If you are interested in more in-depth knowledge about the technology behind CEL, Luit has written some very interesting stuff about it. My focus is on what possibilities CEL has offered us. This article specifically addresses how our statistics module uses CEL data.
Customers on our platform can view statistics on their own calling behaviour. They can monitor how many of their incoming calls are answered, or view charts to see trends on when and how much they are on the phone. This way, a customer may find a bottleneck in his telephony and fix it.
For instance, a freelancing consultant sees he is missing a lot of calls in the evening and decides to transfer all calls to his business phone after 6pm to his cell phone. He never misses out on a customer again, his business thrives and he can take his family out for dinner every week! (And while being there, be on the phone all the time – his responsibility.)
Python-time vs query-time
The data for creating the charts above comes out of database tables containing aggregated call data. This data is created by a python cron job, which had to undergo a complete makeover to make the transition from CDRs as data source to CEL. The main theme here is performance.
The cron job is run each night. It retrieves calls from the database and then calculates stats records from this call data. On a development machine with a test database containing a few million records, this is no problem at all. On a live environment, the description ‘different’ fits best.
First and foremost it is different because of a much bigger database. A funny side note on ‘big’ – if we were still running the old CDRs, by now we would have run out of IDs. So, you start by choosing your indexes smartly. However, the biggest performance gain was in finding a good trade-off between ‘python-time’ and ‘query-time’. It comes down to this:
- You can query each call one-by-one, decide for which stats records this call needs to be used, and update those stats records. This is the easiest method to implement. Your machine needs a lot of query-time, but next to zero python-time.
- On the other hand, you can retrieve all calls at once, evaluate them to a big list and find some clever way to group them and calculate stats records with a minimum of queries. Lots of python-time, but less query-time. On my development machine, this was the fastest method.
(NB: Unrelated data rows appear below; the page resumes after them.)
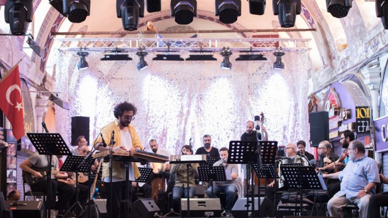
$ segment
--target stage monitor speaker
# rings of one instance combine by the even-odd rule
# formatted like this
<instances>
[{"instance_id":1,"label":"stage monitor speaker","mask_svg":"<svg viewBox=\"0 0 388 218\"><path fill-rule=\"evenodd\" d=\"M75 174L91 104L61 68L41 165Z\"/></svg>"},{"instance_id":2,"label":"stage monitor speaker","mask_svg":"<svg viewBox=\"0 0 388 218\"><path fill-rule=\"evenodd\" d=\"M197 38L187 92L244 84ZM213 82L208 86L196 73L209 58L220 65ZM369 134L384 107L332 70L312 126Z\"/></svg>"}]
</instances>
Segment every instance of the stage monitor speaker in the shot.
<instances>
[{"instance_id":1,"label":"stage monitor speaker","mask_svg":"<svg viewBox=\"0 0 388 218\"><path fill-rule=\"evenodd\" d=\"M5 209L12 211L14 218L43 218L44 203L41 201L5 201Z\"/></svg>"},{"instance_id":2,"label":"stage monitor speaker","mask_svg":"<svg viewBox=\"0 0 388 218\"><path fill-rule=\"evenodd\" d=\"M97 209L100 212L101 218L106 218L106 199L93 199L93 202L97 206Z\"/></svg>"},{"instance_id":3,"label":"stage monitor speaker","mask_svg":"<svg viewBox=\"0 0 388 218\"><path fill-rule=\"evenodd\" d=\"M252 209L252 200L249 198L248 210L250 213ZM259 198L255 198L255 210L259 208ZM267 217L272 216L273 211L273 203L270 200L266 198L260 198L260 217ZM232 214L235 218L246 218L249 216L246 214L246 198L240 198L234 203L232 208ZM275 214L274 214L274 216ZM257 214L255 217L258 217Z\"/></svg>"},{"instance_id":4,"label":"stage monitor speaker","mask_svg":"<svg viewBox=\"0 0 388 218\"><path fill-rule=\"evenodd\" d=\"M220 217L221 203L220 198L190 198L190 217ZM181 198L181 217L187 217L187 198Z\"/></svg>"},{"instance_id":5,"label":"stage monitor speaker","mask_svg":"<svg viewBox=\"0 0 388 218\"><path fill-rule=\"evenodd\" d=\"M132 204L131 218L152 218L160 212L156 203L152 198L139 199Z\"/></svg>"},{"instance_id":6,"label":"stage monitor speaker","mask_svg":"<svg viewBox=\"0 0 388 218\"><path fill-rule=\"evenodd\" d=\"M78 145L77 139L80 136L84 136L85 139L89 141L89 123L88 117L72 117L71 118L71 145Z\"/></svg>"},{"instance_id":7,"label":"stage monitor speaker","mask_svg":"<svg viewBox=\"0 0 388 218\"><path fill-rule=\"evenodd\" d=\"M329 140L329 114L327 111L310 113L310 143L318 147L319 142Z\"/></svg>"}]
</instances>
- Thankfully we test things thoroughly, because on our live environment, both methods do not work well at all. The Goldilocks spot for our live environment is in the middle: we evaluate calls in chunks. Each call in a chunk has a call date within the same hour. Using some clever caching we calculate ‘hourly’ stats records from that chunk. At the end we use the numbers in all hourly stats records to create daily, weekly and monthly stats records.
So now our statistics module runs smoothly and, thanks to CEL, fully accurate. But it does not end here. CEL got us brainstorming.
Tiny details of calls can be retrieved. How long has the phone been ringing? Did the call end after a conversation with another person? Or did it end in a voicemail or queue? If we are talking about averages: of all answered calls, how long does the customer on average need to pick up the phone? Of all unanswered calls, how long did it take for the caller to push the call away?
All are tools to provide the customer with information on how he can improve his availability – and, if done right, without disrupting his family quality time. We ‘only’ need to create these tools. The possibilities are endless. As long as it is fast.